Hello,
Logseq already offers a lot of flexibility by using advanced queries. I would like to unleash more of its hidden powers by doing page graph traversal and searches with queries. Hiearchies often are too one-dimensional.
Take an example, what I mean with graph traversal:
Tienson Qin --develops--> Logseq <--partOf-- discuss.logseq.com
^ ^ ^ ^ ^
page < property page property > page
When there’s need to find everything related about Logseq, we search for [[discuss.logseq.com]]
, but query now also finds things from [[Tienson Qin]]
.
Logseq lays the groundwork to do so:
- use recursion in queries to get visit linked pages
- Logseq properties can map relations between pages
Sets are used in internally in many places of Datalog attributes, but currently capabilities are limited to deal with them in queries - one existing function is contains?
.
I think, what is still left is to allow to use more clojure collection functions from clojure.core
& Co.
In particular I need to add (clojure.core/conj
) or remove (clojure.core/disj
) items from a set, which contains excluded or already visited pages. Also properties are constructed out of maps and sets, which currently are difficult to process - core collection functions would come handy here. One is clojure.core/set?

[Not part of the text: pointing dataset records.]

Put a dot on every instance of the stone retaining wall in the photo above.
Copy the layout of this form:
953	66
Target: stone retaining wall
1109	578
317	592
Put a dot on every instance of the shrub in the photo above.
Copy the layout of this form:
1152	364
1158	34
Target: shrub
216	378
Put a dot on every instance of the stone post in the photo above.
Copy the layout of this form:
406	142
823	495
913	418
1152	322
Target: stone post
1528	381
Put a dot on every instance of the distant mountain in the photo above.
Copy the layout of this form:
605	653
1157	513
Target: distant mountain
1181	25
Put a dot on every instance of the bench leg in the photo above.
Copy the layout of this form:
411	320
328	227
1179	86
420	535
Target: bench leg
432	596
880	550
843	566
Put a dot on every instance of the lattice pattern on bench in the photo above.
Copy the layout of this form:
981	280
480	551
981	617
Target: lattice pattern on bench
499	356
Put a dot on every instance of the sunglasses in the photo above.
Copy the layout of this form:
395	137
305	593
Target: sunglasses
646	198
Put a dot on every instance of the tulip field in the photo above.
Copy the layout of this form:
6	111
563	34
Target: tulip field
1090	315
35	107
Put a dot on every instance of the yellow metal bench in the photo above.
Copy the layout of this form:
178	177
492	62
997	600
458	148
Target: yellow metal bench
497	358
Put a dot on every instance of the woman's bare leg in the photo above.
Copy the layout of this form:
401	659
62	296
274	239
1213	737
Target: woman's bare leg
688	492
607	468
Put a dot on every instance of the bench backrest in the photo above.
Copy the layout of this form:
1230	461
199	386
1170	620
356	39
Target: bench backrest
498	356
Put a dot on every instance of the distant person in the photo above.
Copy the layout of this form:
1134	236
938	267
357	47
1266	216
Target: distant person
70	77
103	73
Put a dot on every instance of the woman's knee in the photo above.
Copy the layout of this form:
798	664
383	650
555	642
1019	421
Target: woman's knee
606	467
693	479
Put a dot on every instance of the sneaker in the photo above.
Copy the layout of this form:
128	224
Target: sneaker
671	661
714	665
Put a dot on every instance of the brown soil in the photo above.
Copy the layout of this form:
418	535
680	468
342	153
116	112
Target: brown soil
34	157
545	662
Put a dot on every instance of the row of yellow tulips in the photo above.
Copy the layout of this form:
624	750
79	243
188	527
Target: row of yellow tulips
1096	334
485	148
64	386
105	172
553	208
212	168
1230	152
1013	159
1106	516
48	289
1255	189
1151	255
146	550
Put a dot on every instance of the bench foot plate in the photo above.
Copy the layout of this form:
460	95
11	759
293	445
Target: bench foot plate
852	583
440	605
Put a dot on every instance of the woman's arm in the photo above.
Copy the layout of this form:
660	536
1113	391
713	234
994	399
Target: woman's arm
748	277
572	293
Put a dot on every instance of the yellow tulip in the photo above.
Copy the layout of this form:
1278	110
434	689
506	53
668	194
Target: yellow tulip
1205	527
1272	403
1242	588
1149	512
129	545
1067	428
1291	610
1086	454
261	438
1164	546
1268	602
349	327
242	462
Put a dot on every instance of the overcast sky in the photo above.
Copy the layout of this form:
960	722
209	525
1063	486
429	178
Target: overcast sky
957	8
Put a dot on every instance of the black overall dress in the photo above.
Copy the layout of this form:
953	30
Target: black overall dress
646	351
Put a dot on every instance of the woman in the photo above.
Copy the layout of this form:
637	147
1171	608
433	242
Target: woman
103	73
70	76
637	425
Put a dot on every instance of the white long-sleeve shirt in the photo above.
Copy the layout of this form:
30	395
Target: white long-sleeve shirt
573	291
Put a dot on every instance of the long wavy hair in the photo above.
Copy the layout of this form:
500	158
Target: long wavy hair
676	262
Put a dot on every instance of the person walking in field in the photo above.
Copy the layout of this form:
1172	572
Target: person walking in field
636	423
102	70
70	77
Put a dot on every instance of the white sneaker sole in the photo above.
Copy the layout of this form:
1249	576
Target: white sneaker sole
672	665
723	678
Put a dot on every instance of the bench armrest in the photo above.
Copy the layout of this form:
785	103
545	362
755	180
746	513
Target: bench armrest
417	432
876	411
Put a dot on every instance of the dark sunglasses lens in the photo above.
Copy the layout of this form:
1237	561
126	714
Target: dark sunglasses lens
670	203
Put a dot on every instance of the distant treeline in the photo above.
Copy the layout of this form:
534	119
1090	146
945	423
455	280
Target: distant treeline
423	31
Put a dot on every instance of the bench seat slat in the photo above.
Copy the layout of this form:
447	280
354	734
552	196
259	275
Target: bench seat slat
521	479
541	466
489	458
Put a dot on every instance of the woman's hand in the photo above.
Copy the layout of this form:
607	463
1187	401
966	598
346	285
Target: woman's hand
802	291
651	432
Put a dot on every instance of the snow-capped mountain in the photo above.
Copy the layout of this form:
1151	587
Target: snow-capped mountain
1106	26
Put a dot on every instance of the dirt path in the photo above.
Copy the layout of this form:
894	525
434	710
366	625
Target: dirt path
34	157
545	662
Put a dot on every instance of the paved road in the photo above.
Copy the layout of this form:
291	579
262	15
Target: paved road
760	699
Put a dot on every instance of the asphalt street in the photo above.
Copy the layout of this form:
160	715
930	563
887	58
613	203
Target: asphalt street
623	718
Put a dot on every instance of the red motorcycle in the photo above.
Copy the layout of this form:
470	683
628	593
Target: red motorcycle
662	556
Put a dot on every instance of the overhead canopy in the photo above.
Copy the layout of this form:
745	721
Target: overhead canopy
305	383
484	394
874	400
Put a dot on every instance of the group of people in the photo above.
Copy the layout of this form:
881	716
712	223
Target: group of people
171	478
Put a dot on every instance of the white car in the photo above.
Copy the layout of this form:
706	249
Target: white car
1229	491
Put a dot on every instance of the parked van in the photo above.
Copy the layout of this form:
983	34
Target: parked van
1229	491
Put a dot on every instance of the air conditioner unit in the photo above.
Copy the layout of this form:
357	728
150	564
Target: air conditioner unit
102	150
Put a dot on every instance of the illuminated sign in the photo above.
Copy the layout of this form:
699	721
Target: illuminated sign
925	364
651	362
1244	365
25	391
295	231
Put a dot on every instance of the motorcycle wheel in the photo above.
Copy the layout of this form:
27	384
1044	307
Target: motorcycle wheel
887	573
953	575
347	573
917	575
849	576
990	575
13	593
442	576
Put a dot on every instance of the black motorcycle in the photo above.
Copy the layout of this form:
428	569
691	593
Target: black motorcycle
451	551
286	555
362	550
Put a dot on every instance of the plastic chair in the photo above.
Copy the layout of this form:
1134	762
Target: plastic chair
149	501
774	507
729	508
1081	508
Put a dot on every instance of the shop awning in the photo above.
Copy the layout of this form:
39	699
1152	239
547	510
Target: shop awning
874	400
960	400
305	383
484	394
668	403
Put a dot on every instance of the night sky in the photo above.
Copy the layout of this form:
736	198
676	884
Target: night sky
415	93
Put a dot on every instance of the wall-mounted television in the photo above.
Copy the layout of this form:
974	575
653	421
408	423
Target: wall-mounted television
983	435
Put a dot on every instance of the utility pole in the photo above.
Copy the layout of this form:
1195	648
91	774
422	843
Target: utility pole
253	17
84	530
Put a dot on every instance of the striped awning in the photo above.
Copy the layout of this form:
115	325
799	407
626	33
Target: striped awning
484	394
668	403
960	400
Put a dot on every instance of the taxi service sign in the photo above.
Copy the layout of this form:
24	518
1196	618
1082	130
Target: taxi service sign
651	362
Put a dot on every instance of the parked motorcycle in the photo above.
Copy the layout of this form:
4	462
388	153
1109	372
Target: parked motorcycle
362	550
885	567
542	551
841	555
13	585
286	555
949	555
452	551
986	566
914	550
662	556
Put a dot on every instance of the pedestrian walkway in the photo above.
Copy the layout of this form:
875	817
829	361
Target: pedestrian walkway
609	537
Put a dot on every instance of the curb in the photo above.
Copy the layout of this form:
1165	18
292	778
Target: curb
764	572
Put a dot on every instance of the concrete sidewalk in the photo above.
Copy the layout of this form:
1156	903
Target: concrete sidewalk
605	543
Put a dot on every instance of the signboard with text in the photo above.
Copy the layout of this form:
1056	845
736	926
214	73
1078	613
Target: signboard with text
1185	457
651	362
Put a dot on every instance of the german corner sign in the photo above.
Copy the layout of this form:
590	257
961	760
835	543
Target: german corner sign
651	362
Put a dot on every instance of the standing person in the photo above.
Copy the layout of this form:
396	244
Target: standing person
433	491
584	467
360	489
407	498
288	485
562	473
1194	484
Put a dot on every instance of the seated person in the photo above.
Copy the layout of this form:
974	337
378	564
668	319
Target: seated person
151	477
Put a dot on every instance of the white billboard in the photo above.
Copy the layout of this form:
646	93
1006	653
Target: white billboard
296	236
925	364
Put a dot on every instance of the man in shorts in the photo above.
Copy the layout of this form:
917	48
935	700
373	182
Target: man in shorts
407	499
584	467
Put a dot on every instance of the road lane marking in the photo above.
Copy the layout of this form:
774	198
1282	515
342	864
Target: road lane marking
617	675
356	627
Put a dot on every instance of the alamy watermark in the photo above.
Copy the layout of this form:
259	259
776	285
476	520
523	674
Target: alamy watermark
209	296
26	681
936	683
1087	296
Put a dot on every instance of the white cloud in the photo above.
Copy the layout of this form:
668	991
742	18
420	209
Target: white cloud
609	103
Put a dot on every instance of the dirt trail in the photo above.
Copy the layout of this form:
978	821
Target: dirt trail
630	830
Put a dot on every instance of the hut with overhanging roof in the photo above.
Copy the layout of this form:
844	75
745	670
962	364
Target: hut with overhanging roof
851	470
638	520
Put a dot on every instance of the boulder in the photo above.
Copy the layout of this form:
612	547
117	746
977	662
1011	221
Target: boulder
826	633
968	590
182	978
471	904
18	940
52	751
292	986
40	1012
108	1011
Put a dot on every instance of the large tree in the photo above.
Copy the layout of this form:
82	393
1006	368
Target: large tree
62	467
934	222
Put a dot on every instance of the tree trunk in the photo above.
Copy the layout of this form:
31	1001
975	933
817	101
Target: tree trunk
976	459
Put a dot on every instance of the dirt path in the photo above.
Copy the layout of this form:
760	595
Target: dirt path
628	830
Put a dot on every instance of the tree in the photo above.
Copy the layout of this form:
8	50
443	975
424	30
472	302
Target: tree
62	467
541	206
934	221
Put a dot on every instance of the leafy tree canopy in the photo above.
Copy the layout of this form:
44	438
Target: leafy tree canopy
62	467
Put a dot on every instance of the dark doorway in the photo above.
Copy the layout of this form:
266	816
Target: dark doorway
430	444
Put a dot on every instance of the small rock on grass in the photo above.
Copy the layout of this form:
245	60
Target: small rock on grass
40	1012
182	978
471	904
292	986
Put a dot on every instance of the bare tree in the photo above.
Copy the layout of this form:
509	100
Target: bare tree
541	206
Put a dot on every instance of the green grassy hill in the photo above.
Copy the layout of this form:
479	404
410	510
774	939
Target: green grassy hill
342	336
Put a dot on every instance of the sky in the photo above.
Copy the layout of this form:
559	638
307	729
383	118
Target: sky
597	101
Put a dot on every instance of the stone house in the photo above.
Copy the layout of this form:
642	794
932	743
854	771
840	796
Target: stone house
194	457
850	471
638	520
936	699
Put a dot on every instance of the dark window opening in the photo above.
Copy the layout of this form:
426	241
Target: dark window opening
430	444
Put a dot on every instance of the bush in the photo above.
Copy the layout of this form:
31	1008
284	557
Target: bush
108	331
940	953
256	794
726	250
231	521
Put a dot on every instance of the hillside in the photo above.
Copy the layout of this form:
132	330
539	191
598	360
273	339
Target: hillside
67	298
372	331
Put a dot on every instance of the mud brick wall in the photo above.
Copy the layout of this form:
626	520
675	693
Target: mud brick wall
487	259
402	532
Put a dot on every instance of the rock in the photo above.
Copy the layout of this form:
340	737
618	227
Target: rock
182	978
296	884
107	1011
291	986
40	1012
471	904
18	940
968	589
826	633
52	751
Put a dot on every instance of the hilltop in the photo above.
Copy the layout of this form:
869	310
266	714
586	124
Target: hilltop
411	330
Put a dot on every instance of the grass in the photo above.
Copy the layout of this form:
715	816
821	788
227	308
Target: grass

to check, if a property value is a single value or set.
Proposal:
allow all or at least all collection-related functions from clojure.core
(or other namespaces) to be used in advanced queries, similar to Datomic:
Datomic provides the following built-in expression functions and predicates:
[…]
All of the functions from the clojure.core namespace of Clojure, except eval.
Function names outside clojure.core need to be fully qualified. Datomic will automatically require the namespace for a query function.